Far parte dell’Unione Europea viene spesso presentato come un avanzamento democratico, una forma più matura di cooperazione politica, una garanzia di stabilità e progresso. Ma questa narrazione omette un punto decisivo: la progressiva sostituzione della decisione politica con il governo della procedura, e della responsabilità democratica con il potere tecnocratico.
Non si tratta di una deviazione temporanea.
È un cambio di paradigma.
La democrazia, per quanto imperfetta, si fonda su un principio elementare: chi decide risponde. Risponde davanti agli elettori, alla storia, al conflitto politico. La tecnocrazia, invece, decide senza esporsi. Agisce in nome della competenza, ma senza assumere responsabilità diretta. Governa senza dover spiegare, correggere, pagare.
All’interno dell’architettura europea questo meccanismo è diventato strutturale. Le decisioni che incidono in modo determinante sulla vita economica, fiscale, industriale e sociale degli Stati non vengono più prese nei luoghi della rappresentanza, ma in sedi opache, lontane, spesso impermeabili al dissenso. Il voto resta, ma viene svuotato. Le elezioni si tengono, ma il margine di scelta reale si riduce.
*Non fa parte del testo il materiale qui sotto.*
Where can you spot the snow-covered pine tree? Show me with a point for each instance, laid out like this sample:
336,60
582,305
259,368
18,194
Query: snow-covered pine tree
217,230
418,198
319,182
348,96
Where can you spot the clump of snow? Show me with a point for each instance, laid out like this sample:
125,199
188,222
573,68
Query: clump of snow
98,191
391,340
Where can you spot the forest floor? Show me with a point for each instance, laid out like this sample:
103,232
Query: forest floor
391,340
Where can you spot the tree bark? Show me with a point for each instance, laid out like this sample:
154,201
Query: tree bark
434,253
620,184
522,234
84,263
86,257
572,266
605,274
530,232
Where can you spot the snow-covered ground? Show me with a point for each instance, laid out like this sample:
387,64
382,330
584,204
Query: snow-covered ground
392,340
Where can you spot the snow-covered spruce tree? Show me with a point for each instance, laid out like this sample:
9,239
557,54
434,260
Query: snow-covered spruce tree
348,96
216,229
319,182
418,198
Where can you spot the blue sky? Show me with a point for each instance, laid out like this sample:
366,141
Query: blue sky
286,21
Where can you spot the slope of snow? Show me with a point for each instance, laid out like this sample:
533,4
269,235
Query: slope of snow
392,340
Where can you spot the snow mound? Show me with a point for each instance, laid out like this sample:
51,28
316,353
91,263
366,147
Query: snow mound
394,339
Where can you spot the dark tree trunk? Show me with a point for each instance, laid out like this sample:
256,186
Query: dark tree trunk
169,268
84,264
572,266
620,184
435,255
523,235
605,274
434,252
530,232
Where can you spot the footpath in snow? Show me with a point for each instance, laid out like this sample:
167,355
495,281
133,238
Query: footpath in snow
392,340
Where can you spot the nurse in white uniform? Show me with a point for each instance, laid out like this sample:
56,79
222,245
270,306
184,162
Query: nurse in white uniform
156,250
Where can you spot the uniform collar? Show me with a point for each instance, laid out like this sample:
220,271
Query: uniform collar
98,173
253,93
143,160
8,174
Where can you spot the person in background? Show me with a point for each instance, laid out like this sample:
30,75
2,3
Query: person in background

Si continua a votare, ma su ciò che è già stato deciso altrove.
Il risultato è una democrazia formale, rituale, procedurale, che conserva l’apparenza della sovranità popolare mentre ne perde la sostanza. Le istituzioni nazionali diventano esecutrici di direttive, adattatori di norme, mediatori di decisioni prese a un livello che non ammette opposizione politica nel senso classico del termine.
Il tecnocrate non è eletto.
Non promette.
Non risponde.
La sua legittimazione non deriva dal consenso, ma dall’expertise. E l’expertise, quando non è bilanciata dalla responsabilità politica, tende a trasformarsi in potere autoreferenziale. Non governa in nome di una visione, ma di un modello. Non persegue un bene comune discusso, ma un equilibrio tecnico presunto.
Il cittadino, in questo schema, non è più soggetto politico.
È variabile.
Variabile economica.
Variabile statistica.
Variabile comportamentale.
Le scelte non vengono giustificate come opzioni politiche, ma come necessità tecniche. “Non ci sono alternative”, si ripete. Non perché non esistano, ma perché non sono ammesse. La tecnica diventa ideologia, e l’ideologia più efficace è sempre quella che si presenta come neutra.
Il paradosso è evidente: più cresce l’apparato decisionale europeo, meno cresce la capacità dei cittadini di incidere sulle scelte che li riguardano. L’Unione non è diventata uno Stato federale con un vero demos, ma nemmeno una semplice alleanza tra Stati sovrani. È qualcosa di intermedio, e proprio per questo elusivo.
Un potere senza popolo.
Un governo senza opposizione reale.
Una responsabilità senza volto.
In questo contesto, parlare di “più Europa” o di “meno Europa” è fuorviante. La questione non è quantitativa, ma qualitativa. Non riguarda l’estensione delle competenze, ma la natura del potere. Un potere che decide senza essere decidibile, che impone senza rappresentare, che orienta senza rendere conto.
La crisi di fiducia che attraversa le società europee non nasce da un improvviso disinteresse per la politica, ma dalla percezione…sempre più diffusa…dell’inutilità del gesto democratico. Quando il voto non cambia le direzioni fondamentali, il cittadino smette di sentirsi tale. Non protesta: si ritrae.
L’astensione non è apatia.
È rassegnazione razionale.
Il rischio non è il conflitto, ma la sua scomparsa.
Una politica senza conflitto è una politica senza scelta.
E una politica senza scelta non è più politica: è amministrazione.
L’Unione Europea non è un Leviatano perché è forte.
Lo è perché è distante.
Perché agisce in un’area grigia dove la decisione è scollegata dalla responsabilità e il potere si presenta come necessità.
Recuperare sovranità non significa chiudersi, né tornare indietro. Significa ripristinare il nesso tra decisione e responsabilità, tra potere e controllo, tra governo e consenso. Senza questo nesso, ogni struttura — per quanto efficiente — diventa intrinsecamente fragile, perché perde il legame con ciò che dovrebbe servire.
La democrazia non è una procedura.
È un rischio.
E quando il rischio viene eliminato, resta solo la gestione.
Il problema non è che si decida troppo.
È che si decida senza poter essere fermati.
E questo, qualunque sia il linguaggio con cui lo si giustifica, non è progresso.